兄・正裕氏のみずほ銀行は昨年だけで10回の大規模システム障害を起こし、金融庁から2回の業務改善命令、財務省からは是正措置命令を受けてトップ3人が引責辞任。その再建の成否はみずほ一行ではなく、日本の金融システムの根幹にも関わる重大な役割だ。
一方、弟の誠二氏は感染が急拡大するオミクロン対策とコロナからの経済回復という容易には解決できそうにない2つの難題に直面している。

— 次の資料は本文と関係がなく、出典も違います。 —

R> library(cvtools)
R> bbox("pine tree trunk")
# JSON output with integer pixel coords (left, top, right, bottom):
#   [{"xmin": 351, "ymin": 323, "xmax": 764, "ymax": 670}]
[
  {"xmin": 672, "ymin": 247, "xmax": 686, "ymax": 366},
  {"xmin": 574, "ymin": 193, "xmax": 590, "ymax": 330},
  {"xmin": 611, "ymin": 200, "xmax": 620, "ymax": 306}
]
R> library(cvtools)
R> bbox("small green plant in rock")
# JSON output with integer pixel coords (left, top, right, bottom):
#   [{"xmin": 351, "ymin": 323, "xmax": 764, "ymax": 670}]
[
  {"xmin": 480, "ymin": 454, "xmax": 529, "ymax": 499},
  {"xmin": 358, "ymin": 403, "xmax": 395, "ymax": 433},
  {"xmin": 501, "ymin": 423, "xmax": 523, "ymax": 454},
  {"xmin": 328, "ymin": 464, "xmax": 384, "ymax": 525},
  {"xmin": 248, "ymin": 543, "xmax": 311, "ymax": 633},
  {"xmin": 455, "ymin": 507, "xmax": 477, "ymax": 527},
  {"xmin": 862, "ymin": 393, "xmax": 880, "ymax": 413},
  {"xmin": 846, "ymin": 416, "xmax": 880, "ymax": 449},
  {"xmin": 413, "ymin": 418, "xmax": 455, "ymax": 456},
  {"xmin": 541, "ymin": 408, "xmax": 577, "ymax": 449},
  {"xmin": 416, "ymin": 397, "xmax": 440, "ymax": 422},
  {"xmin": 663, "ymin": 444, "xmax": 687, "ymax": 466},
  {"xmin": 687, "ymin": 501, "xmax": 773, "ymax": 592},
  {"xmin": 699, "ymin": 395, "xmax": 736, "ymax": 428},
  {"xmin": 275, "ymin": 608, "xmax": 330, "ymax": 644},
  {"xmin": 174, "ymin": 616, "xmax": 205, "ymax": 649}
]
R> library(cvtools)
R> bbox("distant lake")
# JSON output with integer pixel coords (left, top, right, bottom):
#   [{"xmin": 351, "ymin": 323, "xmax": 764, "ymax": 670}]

「日本の危機」脱出を託されたキーマンの2人、木原兄弟とはどんな人物なのか。
父は「今回の人事は驚いた」
木原家は政治家の家系ではなく、もともとバンカー一族だ。父・雄一郎氏は東京銀行から日本国際通信の専務を務め、祖父は第一信託銀行常務、高祖父には戦前の台湾銀行副頭取や長崎の諫早銀行(現・十八銀行)頭取がいる。
新宿区の「御屋敷街」と呼ばれる高台に立つ実家を訪ねると、父の雄一郎氏が取材に応じた。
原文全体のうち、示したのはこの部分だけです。